Circe: Captured units (not Ks) reappear on their game-array squares, of the same colour in the case of pieces, on the file of capture in the case of pawns, and on the promotion square of the file of capture in the case of fairy pieces. If the rebirth square is occupied the capture is normal.

 No.355 Chris Feather England original-31.07.2013   h#4               2 solutions             (1+5)Symmetry Anti-Circe     Solutions: (click to show/hide)   I. 1.Se3-g2 Kh1×g2[wKg2->b7] 2.Kg1-h1 Kb7-b6 3.Ra8-a6 + Kb6×a6[wKa6->h3] 4.Bb8-a7 Kh3-h2 # II. 1.Ra8-a7 + Kh1-h2 2.Ra7-b7 + Kh2-g2 3.Rb7-c7 + Kg2-f2 4.Kg1-h1 Kf2-g1 # (С+ Popeye 4.63)

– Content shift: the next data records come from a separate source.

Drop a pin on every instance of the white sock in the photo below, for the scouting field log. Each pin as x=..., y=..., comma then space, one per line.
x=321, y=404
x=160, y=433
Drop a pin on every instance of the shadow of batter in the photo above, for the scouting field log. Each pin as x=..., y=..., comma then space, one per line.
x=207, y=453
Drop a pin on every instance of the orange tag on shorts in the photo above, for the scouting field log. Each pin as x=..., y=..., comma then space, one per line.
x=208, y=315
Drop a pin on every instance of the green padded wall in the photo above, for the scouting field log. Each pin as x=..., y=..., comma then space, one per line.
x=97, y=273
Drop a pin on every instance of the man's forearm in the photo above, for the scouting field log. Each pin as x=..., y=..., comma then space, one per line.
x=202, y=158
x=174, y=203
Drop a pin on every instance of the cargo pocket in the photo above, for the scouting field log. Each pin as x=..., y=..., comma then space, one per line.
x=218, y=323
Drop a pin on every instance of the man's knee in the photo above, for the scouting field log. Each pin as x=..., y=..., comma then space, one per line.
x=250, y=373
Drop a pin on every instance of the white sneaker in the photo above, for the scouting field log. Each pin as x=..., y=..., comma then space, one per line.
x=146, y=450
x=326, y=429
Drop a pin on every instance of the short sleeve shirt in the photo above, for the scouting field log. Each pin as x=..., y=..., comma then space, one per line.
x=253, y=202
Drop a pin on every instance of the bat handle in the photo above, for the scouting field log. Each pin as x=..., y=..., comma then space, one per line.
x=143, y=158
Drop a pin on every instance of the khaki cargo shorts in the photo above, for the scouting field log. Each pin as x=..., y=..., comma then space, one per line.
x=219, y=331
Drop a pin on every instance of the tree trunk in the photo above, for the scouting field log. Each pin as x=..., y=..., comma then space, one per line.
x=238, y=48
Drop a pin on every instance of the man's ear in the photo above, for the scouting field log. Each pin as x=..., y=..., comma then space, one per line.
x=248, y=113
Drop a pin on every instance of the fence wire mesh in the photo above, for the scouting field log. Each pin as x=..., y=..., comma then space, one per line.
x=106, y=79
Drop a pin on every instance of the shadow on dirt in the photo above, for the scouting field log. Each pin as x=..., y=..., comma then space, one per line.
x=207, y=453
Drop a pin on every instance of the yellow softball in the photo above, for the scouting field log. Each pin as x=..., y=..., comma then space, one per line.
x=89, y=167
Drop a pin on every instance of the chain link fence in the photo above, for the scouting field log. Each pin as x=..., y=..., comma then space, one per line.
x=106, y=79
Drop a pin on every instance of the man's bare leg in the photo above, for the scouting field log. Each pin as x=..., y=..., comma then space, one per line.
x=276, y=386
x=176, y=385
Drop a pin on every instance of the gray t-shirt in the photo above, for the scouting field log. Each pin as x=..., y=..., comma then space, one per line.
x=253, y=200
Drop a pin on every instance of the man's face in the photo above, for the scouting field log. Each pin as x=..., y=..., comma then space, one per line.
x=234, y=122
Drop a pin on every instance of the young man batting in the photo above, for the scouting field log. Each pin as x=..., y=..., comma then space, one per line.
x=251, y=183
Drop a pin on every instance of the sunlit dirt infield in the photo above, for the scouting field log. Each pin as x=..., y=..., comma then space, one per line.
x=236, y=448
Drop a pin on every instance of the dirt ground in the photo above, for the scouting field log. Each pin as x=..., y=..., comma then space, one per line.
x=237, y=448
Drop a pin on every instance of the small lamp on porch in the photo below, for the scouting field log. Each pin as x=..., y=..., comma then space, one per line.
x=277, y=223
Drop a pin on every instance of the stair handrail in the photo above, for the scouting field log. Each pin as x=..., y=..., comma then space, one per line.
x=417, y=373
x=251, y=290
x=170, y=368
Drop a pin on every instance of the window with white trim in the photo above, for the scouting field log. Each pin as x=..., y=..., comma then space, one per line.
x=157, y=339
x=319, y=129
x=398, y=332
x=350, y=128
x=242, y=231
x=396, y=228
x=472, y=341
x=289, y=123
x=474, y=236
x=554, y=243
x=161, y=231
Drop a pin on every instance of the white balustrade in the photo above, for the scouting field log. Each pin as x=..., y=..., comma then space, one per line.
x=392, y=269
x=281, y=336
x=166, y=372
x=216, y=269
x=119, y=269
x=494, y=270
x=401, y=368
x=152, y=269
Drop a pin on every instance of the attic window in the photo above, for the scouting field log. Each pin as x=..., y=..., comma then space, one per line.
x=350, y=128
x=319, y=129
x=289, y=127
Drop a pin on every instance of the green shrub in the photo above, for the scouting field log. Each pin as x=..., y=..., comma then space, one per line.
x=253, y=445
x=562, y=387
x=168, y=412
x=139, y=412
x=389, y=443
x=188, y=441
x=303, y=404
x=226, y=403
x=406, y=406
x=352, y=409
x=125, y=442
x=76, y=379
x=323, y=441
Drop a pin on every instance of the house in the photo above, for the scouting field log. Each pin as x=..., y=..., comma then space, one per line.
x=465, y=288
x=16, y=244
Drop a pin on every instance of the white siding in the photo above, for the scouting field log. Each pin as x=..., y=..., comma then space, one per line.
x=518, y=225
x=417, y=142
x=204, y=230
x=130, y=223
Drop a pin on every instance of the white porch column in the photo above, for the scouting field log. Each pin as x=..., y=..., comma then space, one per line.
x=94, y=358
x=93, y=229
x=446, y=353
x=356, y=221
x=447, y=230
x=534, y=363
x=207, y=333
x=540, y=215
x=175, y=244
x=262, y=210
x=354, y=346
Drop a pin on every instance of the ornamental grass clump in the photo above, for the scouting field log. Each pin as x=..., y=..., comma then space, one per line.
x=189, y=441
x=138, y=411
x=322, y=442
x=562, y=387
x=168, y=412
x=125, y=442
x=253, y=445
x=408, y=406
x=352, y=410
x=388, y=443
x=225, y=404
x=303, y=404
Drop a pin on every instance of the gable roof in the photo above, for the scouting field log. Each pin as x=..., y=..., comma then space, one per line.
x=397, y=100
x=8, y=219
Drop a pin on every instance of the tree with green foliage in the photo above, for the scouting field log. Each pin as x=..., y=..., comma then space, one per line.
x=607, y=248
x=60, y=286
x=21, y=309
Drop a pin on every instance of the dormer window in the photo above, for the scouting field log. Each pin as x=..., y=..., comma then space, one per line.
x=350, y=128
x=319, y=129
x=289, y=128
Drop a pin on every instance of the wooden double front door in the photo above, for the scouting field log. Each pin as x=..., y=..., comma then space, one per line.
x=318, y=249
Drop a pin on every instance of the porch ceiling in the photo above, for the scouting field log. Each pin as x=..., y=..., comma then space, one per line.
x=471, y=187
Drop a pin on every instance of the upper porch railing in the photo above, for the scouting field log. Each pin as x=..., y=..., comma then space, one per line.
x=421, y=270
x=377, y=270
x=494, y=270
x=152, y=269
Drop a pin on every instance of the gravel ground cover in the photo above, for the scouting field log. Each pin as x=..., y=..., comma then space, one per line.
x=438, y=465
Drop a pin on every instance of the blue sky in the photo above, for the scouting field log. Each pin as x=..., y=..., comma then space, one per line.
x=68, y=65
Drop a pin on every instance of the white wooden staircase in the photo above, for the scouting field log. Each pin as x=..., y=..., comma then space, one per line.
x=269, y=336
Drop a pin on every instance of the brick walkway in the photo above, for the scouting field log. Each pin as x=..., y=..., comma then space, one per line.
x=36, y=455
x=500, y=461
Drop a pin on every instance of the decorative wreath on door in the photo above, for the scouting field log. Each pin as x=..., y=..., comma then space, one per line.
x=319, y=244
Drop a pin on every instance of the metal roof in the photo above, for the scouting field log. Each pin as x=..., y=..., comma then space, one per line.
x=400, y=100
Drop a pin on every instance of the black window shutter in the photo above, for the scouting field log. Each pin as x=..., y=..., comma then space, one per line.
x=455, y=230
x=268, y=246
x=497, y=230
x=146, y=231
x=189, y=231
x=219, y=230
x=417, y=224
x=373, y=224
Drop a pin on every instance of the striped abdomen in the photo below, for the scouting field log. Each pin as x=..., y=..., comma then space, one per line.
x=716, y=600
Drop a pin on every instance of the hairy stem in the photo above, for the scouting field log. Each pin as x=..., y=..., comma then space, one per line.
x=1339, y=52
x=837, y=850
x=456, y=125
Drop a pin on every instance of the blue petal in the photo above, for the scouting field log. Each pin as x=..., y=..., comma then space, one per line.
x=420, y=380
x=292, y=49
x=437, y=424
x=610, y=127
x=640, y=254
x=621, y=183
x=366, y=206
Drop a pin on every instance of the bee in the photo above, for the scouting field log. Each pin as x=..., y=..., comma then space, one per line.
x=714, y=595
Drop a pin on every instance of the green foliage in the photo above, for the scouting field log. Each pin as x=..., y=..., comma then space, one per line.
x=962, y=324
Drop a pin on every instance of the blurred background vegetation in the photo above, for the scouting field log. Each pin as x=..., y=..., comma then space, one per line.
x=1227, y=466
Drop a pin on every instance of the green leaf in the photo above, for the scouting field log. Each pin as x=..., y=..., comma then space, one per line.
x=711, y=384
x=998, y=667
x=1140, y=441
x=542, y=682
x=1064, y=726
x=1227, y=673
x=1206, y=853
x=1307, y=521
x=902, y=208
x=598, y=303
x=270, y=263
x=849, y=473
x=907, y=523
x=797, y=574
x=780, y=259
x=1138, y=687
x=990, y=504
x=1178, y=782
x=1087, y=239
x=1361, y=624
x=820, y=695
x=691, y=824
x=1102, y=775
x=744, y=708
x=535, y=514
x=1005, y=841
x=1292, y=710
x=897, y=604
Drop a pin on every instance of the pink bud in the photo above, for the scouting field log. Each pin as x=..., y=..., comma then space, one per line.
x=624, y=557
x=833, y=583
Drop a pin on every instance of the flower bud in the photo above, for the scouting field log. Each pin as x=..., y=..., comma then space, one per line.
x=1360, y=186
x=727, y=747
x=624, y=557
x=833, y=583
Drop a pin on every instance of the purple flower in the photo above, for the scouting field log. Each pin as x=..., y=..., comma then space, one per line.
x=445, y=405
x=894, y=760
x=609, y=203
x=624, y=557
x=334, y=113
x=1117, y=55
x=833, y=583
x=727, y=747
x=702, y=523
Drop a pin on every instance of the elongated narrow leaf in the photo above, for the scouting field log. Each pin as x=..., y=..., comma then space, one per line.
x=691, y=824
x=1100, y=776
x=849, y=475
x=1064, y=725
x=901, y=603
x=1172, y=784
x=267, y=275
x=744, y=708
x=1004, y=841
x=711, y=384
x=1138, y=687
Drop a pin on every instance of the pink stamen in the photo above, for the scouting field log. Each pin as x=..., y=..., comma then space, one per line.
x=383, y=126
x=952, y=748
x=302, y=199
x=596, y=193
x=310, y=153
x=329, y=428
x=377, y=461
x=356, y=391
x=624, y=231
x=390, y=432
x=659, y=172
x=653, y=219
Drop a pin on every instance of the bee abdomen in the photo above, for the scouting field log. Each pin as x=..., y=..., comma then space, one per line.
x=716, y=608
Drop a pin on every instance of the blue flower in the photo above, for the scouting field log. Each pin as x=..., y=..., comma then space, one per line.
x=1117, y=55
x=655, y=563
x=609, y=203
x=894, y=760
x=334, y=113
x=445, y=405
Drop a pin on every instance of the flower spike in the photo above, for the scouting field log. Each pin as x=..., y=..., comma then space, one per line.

### One Response to No.355 (CF)

1. Geoff Foster says:

Initially neither king is in check because the rebirth squares (a8 and b8) are occupied. The bK will be mated on h1, so the bR must either be captured or else it must move away from a8 and be unable to return there.

A try is 1.Ra7+ (check to wK because a8 is vacant) Kh2 (wK not in check because a7 is occupied) 2.Rb7+ (wK in check because a7 is vacant) Kh3? 3.Ba7 ~ 4.Kh1 Kh2# (wK not in check because a7 is occupied, bK mated because bR can’t get back to a8). However White has no waiting move on move 3 (the bPh4 prevents 3…Kg3)! Therefore the wK gets to h3 in another way: 1.Sg2 Kxg2-b7 (like a Take&Make move!) 2.Kh1 Kb6 (a tempo move) 3.Ra6+ Kxa6-h3 4.Ba7 Kh2#.

In the second solution the bR helps the wK get to f2, by occupying the rebirth squares.

A very simple but very clever problem. It is worth looking at the other Symmetry Anti-Circe problems in Fairings No.32!